Improved safety and predictability: Once a parameter is immutable, it cannot
be changed throughout the function or program flow, preventing accidental
or unintended modification and side effects. This makes code more reliable
and easier to reason about since the parameter’s value is guaranteed to stay
the same.
Thread safety: Immutable parameters are inherently thread-safe because multiple
threads can access them without synchronization concerns or the risk of
concurrent modification. This avoids complex bugs related to race conditions
in multi-threaded environments.
Easier debugging and testing: Since immutable values do not change, debugging
becomes simpler because the state is consistent and changes in the code cannot
alter parameters unexpectedly, allowing easier traceability of data flow and
pinpointing errors.
Reduced side effects: Immutability minimizes hidden side effects by ensurin
g functions operate without changing inputs, which aligns with functional
programming principles, promoting pure functions and more maintainable code.
Some of these I dont tend to buy without evidence
Cant say I’ve ever run into unintended side effects in code that defaults to pass by value but ….
Someone somewhere probably has research to back these claims up
And in the end it really doesnt matter
Swift IS that way - like it or not it IS
Debate here isnt going to change that
And C++ is the way it is
And Java is the way it is
And Xojo is the way it is
Until/unless we all write our own languages with our own conventions we use what we’re given
wasn’t attempting to start a debate, or to say that one way was better than another, just trying to point out perhaps the reasons that Swift was designed as it was, as I am sure each language had its own design reasons. But it is important to know WHAT those differences are so you don’t get bit in the ass if you change languages and expect it to be the same
Not me.
I come from a JavaScript and C# background, so the case-insensitivity of xojo was an irritant to me, of the language itself (and the optional parenthesis). At first because I thought it made the code look sloppy and less readable, especially when reading other people’s code.
More recently, when I started learning Swift, I discovered I’d grown lazy as a result of writing xojo for so long - when I discovered that the keywords self and Self (capitalized) mean two very different things in Swift.
Note: I’m not arguing your preferences, just making an observation ![]()
This strikes me as the best justification, although, I have spent all my time thus far synchronizing on access to fields, not function internals. In fact now that I think of it, it’s just an overall runtime design issue. In .NET runtimes, each thread has its own stack frame, so private (non-static) variables, which function parameters that are passed by value are, would be thread safe anyway.

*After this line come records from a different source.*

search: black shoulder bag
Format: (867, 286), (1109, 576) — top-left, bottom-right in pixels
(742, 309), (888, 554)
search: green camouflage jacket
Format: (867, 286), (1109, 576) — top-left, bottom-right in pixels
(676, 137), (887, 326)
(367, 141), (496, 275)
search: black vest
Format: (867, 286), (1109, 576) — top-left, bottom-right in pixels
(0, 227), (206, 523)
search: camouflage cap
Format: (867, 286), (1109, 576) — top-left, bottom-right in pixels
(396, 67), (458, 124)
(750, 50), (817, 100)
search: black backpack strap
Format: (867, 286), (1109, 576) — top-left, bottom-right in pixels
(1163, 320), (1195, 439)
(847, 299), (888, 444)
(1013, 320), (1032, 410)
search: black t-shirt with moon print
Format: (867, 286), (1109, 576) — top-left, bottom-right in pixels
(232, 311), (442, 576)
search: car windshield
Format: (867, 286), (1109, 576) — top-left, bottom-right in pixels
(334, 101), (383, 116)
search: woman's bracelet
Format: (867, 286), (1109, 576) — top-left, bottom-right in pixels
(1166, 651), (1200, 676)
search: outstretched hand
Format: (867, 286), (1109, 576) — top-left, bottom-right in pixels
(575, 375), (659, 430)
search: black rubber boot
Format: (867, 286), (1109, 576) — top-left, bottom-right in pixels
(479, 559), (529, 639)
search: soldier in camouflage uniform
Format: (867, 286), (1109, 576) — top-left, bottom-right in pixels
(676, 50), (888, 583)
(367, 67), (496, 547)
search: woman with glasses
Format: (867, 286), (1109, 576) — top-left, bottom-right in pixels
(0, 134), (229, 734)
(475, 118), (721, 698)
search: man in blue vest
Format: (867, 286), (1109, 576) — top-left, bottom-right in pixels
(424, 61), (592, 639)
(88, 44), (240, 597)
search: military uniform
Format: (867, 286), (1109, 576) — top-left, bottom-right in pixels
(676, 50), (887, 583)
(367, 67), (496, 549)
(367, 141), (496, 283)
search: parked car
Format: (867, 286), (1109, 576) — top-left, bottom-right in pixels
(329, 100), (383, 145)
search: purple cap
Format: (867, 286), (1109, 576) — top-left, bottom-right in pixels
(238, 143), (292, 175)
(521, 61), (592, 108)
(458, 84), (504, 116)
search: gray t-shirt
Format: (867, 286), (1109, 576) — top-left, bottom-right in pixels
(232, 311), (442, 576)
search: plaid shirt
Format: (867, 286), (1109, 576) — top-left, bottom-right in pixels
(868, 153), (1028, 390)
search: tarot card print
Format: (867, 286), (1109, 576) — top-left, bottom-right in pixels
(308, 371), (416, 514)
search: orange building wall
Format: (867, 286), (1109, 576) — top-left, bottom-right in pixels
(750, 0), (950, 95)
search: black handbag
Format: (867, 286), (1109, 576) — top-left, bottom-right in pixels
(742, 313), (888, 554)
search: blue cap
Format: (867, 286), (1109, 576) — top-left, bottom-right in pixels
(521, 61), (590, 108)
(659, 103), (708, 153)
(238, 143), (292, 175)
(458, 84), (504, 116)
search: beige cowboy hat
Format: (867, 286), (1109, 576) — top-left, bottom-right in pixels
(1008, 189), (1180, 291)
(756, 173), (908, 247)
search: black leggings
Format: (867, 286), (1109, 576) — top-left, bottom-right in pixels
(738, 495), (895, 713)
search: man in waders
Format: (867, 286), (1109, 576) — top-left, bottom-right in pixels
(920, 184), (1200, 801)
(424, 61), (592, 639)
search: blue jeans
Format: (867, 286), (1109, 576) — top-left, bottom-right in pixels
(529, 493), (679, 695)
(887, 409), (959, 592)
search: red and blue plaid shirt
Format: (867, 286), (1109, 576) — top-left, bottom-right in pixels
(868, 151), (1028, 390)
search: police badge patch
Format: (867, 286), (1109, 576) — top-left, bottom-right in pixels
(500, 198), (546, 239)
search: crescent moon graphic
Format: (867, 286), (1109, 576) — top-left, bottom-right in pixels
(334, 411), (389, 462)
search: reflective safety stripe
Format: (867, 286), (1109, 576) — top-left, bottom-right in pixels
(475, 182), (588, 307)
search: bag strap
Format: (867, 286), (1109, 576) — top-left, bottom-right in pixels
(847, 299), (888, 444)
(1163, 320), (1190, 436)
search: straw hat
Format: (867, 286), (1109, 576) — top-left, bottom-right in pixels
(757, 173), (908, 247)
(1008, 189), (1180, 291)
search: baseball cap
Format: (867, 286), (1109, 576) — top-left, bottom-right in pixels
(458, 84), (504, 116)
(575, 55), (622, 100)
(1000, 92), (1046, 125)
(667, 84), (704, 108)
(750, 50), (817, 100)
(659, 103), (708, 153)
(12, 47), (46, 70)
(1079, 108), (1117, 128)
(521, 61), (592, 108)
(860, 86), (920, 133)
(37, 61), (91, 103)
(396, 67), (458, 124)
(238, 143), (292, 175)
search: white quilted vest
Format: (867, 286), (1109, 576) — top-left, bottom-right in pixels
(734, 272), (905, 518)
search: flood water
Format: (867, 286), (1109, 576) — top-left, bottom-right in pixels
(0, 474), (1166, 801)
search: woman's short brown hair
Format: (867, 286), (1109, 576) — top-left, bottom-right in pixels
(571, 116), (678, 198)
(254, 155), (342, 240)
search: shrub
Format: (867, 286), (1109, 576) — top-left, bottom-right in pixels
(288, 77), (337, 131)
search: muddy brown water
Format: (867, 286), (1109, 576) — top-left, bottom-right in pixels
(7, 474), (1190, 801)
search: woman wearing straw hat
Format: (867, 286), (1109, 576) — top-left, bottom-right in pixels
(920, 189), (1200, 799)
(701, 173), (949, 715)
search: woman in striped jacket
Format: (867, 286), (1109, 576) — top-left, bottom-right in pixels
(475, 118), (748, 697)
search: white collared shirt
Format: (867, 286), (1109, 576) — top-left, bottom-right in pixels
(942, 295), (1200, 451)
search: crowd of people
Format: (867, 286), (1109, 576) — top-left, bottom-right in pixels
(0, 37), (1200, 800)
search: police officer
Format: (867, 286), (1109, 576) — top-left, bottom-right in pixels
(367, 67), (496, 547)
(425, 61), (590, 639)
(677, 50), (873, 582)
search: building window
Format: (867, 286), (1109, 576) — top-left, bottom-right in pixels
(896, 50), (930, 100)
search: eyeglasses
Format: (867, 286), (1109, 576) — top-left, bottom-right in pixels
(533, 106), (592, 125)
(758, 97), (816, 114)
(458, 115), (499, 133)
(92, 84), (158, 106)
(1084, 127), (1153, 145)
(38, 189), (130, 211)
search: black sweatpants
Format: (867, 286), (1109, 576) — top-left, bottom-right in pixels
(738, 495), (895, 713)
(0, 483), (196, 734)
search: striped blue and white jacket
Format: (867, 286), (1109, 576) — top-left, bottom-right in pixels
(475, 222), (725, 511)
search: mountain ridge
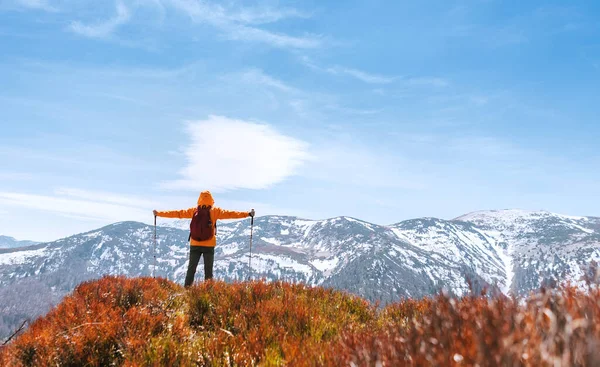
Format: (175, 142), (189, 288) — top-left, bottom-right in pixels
(0, 210), (600, 335)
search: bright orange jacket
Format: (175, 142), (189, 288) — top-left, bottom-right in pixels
(156, 191), (250, 247)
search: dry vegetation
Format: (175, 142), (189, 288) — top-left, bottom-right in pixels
(0, 277), (600, 366)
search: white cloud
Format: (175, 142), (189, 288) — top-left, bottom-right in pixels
(302, 56), (396, 84)
(54, 187), (158, 208)
(15, 0), (56, 12)
(233, 69), (299, 93)
(0, 172), (34, 181)
(406, 77), (450, 87)
(69, 1), (131, 38)
(0, 192), (152, 222)
(326, 66), (396, 84)
(162, 115), (310, 192)
(165, 0), (322, 48)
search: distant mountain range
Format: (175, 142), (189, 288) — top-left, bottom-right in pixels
(0, 210), (600, 336)
(0, 236), (39, 249)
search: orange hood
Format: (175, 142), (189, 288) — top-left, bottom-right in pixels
(198, 191), (215, 206)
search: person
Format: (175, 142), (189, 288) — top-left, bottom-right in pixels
(153, 191), (255, 288)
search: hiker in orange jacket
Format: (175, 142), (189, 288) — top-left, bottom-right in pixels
(154, 191), (254, 287)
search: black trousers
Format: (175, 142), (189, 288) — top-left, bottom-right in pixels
(185, 246), (215, 287)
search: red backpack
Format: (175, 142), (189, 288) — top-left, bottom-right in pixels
(190, 205), (215, 241)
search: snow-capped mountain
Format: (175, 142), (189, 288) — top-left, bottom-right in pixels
(0, 210), (600, 336)
(0, 235), (38, 249)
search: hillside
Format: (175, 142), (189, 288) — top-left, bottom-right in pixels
(0, 277), (600, 367)
(0, 210), (600, 338)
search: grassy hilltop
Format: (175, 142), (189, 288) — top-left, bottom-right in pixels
(0, 276), (600, 366)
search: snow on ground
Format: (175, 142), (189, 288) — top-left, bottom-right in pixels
(310, 257), (340, 276)
(0, 247), (46, 265)
(261, 237), (281, 246)
(252, 254), (313, 274)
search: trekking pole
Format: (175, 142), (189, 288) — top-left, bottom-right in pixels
(152, 215), (156, 278)
(248, 209), (254, 280)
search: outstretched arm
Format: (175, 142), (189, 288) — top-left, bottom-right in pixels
(217, 209), (251, 219)
(154, 208), (196, 218)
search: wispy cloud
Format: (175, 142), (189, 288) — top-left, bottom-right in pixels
(0, 192), (151, 222)
(165, 0), (323, 49)
(9, 0), (57, 12)
(232, 69), (299, 93)
(69, 1), (131, 38)
(162, 116), (310, 192)
(54, 187), (158, 208)
(326, 66), (396, 84)
(0, 172), (34, 181)
(405, 77), (450, 87)
(301, 56), (397, 84)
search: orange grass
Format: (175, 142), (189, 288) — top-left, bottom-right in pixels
(0, 276), (600, 366)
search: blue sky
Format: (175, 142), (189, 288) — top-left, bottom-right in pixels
(0, 0), (600, 240)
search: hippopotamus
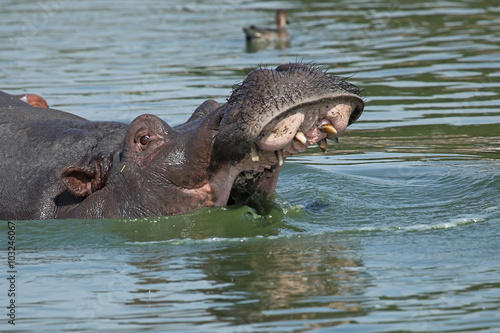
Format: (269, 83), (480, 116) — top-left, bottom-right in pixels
(0, 63), (364, 220)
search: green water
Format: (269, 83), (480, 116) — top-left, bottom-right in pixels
(0, 0), (500, 332)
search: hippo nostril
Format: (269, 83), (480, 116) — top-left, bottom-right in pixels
(139, 135), (149, 146)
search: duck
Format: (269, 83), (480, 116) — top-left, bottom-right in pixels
(243, 9), (290, 43)
(14, 94), (49, 109)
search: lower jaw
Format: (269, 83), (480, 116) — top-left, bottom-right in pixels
(227, 165), (281, 206)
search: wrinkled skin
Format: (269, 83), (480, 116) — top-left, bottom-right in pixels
(0, 64), (364, 220)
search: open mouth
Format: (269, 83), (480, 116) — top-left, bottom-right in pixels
(227, 96), (362, 205)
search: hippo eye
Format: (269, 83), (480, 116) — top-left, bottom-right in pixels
(139, 135), (149, 146)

There are some edge case exceptions involving anonymous functions and lambdas, but normally in C# you only have to concern yourself with syncing on fields that your code might access.
So perhaps this design decision in Swift was because they wanted to guarantee thread safety at the language level regardless of the runtime implementation. But I don’t see a practical difference because AFAIK in .NET all runtimes make the same guarantees and Swift only has one “runtime”.